TURZI ::: B comme machine à laver

Publié le 25 octobre 2009 par Gonzai

A l'occasion de la sortie de B, le deuxième album de Turzi, Gonzaï multiplie les pains psychés: Un portrait du leader maximo, une video Singles et 6 places à gagner pour leur concert du jeudi 29 octobre à l'Elysée Montmartre en envoyant un mail à desk@gonzai.com.

A viser partout en restant nulle part, B s'élève contre les rétro-modernes qui ont pendant dix ans respectés un triptyque ne servant qu'à collecter les petites culottes.

Une musique facile à écouter, facile à comprendre et utile seulement pour danser. Coincé entre les guitares poussiéreuses et le racolage coloré estampillé 'since 1984', A (2007) peinait encore à échapper à l'horizon en se braquant dans le rétroviseur, aussi panoramique soit-il. A n'avoir voulu que remuer les bras en faisant du sur-place dans la tête les yeux fermés, il est difficile de voir qui aura touché le cœur de la cible. B avance et fait son chemin, « dents serrés, les grattes qui te pètent la tête avec une batterie présente ».   
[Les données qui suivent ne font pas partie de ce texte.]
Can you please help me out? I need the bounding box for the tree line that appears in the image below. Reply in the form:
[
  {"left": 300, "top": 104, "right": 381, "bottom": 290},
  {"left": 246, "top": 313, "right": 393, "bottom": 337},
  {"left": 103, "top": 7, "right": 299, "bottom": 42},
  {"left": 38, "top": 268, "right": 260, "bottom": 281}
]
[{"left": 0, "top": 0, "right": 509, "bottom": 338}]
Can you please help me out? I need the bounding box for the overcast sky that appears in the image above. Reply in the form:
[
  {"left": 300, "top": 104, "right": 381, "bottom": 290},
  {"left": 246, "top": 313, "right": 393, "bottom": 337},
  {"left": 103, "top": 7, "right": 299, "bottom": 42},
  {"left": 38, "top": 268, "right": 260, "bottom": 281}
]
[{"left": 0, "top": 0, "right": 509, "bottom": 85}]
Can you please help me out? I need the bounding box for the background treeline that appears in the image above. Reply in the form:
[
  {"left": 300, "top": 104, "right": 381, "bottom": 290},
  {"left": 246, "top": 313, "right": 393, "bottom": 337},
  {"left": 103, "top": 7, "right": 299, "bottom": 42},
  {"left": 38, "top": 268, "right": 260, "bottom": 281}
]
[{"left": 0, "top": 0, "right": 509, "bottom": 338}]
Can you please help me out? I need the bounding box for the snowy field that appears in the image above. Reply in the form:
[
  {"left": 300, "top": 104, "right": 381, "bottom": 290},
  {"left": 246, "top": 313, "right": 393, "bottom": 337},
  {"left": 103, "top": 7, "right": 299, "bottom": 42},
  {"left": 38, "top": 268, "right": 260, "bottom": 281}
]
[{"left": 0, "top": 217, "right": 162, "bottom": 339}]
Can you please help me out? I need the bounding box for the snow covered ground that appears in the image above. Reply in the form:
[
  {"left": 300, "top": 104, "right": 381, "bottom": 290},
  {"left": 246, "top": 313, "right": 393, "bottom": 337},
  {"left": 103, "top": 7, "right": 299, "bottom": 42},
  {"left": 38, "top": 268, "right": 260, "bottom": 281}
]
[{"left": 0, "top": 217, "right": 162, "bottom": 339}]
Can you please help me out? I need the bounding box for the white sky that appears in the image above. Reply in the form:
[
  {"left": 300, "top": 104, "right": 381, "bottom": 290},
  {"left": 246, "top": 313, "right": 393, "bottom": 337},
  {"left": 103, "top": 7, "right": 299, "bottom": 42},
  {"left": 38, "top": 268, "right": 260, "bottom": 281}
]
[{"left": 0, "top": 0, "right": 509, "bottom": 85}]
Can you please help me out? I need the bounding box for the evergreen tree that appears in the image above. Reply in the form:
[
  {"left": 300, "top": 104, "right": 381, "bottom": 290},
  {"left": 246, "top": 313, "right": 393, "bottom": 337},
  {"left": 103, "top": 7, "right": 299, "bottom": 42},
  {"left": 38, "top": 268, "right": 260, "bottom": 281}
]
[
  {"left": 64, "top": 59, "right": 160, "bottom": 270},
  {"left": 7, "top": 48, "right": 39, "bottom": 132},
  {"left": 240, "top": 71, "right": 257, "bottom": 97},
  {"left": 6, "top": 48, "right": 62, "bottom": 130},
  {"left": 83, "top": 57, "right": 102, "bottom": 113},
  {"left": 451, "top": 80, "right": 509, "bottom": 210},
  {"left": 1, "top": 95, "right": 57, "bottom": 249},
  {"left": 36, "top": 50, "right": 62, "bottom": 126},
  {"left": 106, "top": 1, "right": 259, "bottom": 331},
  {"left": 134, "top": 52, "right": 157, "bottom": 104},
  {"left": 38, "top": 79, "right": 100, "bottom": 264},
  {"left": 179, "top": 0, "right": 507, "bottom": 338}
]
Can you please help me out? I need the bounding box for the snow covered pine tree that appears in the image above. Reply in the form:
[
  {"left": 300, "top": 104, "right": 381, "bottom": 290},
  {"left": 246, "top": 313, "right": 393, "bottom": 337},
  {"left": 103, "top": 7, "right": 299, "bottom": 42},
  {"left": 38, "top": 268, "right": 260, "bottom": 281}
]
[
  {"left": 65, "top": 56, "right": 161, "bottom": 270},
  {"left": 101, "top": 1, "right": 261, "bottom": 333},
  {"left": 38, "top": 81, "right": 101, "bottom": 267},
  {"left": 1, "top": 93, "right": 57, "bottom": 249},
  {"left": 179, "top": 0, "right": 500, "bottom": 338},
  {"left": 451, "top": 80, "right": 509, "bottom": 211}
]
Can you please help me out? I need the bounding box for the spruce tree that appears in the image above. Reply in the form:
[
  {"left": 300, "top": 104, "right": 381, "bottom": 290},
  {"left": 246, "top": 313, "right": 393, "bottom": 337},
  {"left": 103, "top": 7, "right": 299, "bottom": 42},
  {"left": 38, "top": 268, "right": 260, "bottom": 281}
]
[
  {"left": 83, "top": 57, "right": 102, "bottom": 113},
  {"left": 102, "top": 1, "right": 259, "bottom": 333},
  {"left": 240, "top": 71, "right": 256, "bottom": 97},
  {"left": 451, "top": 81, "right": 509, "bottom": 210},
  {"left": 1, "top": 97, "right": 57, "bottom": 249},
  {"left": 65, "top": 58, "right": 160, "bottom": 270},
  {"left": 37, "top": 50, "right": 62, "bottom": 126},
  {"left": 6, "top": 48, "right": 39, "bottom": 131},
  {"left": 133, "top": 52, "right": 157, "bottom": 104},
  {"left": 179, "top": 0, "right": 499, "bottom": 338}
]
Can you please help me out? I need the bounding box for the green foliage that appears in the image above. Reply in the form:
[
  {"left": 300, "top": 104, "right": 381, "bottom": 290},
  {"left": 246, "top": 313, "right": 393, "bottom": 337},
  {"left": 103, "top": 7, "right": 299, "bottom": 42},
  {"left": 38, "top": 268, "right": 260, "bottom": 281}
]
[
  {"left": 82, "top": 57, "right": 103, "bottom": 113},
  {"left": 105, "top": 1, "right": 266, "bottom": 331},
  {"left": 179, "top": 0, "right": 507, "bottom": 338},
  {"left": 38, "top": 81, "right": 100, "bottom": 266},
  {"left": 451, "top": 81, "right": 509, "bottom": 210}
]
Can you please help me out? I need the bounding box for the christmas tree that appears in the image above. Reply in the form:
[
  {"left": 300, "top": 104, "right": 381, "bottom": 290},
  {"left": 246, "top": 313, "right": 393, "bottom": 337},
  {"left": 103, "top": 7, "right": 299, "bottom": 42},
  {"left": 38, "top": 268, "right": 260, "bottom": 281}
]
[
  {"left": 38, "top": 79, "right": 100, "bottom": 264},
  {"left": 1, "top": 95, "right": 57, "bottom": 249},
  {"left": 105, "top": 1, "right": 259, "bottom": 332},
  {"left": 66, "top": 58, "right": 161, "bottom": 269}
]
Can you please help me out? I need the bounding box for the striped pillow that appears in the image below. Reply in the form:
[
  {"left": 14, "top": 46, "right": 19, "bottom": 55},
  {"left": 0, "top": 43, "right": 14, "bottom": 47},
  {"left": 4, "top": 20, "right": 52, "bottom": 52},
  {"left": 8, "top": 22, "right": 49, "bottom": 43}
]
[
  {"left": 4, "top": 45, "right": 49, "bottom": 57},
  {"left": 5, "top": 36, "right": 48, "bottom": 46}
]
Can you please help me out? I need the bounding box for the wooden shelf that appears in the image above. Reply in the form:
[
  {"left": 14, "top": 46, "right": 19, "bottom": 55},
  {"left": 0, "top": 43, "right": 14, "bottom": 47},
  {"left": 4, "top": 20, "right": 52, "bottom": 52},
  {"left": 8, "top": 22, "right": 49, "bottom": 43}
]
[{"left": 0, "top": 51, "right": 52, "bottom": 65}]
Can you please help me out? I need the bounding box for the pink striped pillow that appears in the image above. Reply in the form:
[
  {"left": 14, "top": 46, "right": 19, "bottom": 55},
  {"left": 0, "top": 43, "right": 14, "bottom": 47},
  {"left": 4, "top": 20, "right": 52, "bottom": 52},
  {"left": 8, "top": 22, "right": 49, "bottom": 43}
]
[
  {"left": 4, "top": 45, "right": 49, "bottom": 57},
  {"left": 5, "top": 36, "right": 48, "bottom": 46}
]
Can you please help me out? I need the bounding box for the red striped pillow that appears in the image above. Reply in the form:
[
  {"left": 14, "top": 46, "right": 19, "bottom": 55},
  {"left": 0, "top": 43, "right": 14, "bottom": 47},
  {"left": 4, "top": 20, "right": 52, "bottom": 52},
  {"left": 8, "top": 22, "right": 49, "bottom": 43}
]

Un peu plus d'un mois avant la sortie de B, je rencontrais Romain Turzi dans son studio au Point Ephémère, « ma base, et le jour où on sera viré on sera vraiment dans la merde ». Des guitares détunées, des drapeaux, des disques et une bonne dizaine de synthés. Quand nous pénétrons à l'intérieur à peine éclairé en faisant attention de ne pas marcher sur quoi que ce soit, Romain Turzi semble occupé, courbé sur son ordinateur. Il porte une chemise rayée, un jean craqué au genou et des bottes. Lorsqu'il se retourne il avoue avoir complètement zappé notre arrivée et s'empresse d'aller nous chercher à tous de quoi s'asseoir. « J'suis en train de bosser sur un morceau de Phoenix, j'ai trois jours pour le faire j'ai à peine commencé. Pour le coup, c'est vraiment un hommage à Steve Reich, il y est déjà en fait alors soit je le vire, soit je fais un truc évident. Je le fais parce que je les connais, eux connaissent notre musique, on se respecte ».

Le rock disciplinaire

Plus jeune, avant qu'il ne déménage de Versailles au XVIIIème, il découvre Sonic Youth, décide de se mettre à la guitare et voit défiler les nineties. « Dans les vingts cds que j'avais à quatorze ans, on trouvait un My Bloody Valentine, un Stereolab et un Sonic Youth. Sonic Youth, c'est ce qui m'a donné envie de faire de la guitare, l'approche  'on détune les guitares' et tout ça. Avec eux et My Bloody Valentine, t'as cette grosse machine où tu sais pas trop qui fait quoi, un truc qui te transporte et t'agresse jusqu'à un certain point en te proposant quelque chose de joli. Et c'est le plus important, les sensations créées par la musique ». A partir de ces références, il se focalise sur le rock et la dissonance sans jamais se départir de son postulat de base, faire son propre truc en regardant son « petit bout de manche ». S'il revient souvent sur Sonic Youth, sa fascination pour les maîtres (Reich, Riley, La Monte Young ou plus récemment Perrotin le Grand) surplombe l'entretien. Plutôt que de s'influencer d'un groupe qui pourrait faire du krautrock façon Emperor Machine, il préfère intégrer les grands principes à son 'rock disciplinaire'. « Un jour on était dans le TGV avec un petit ghettoblaster et des vinyls, y'a un espèce de mec qui nous dit 'Ah vous êtes musicien vous faîtes quoi comme musique ?'. On lui répond qu'on fait du rock allemand. 'Ah bah vous faîtes du rock disciplinaire', et là on s'est dit putain le mec a tout compris. Même dans Steve Reich y'a de la discipline, c'est la grande marche ».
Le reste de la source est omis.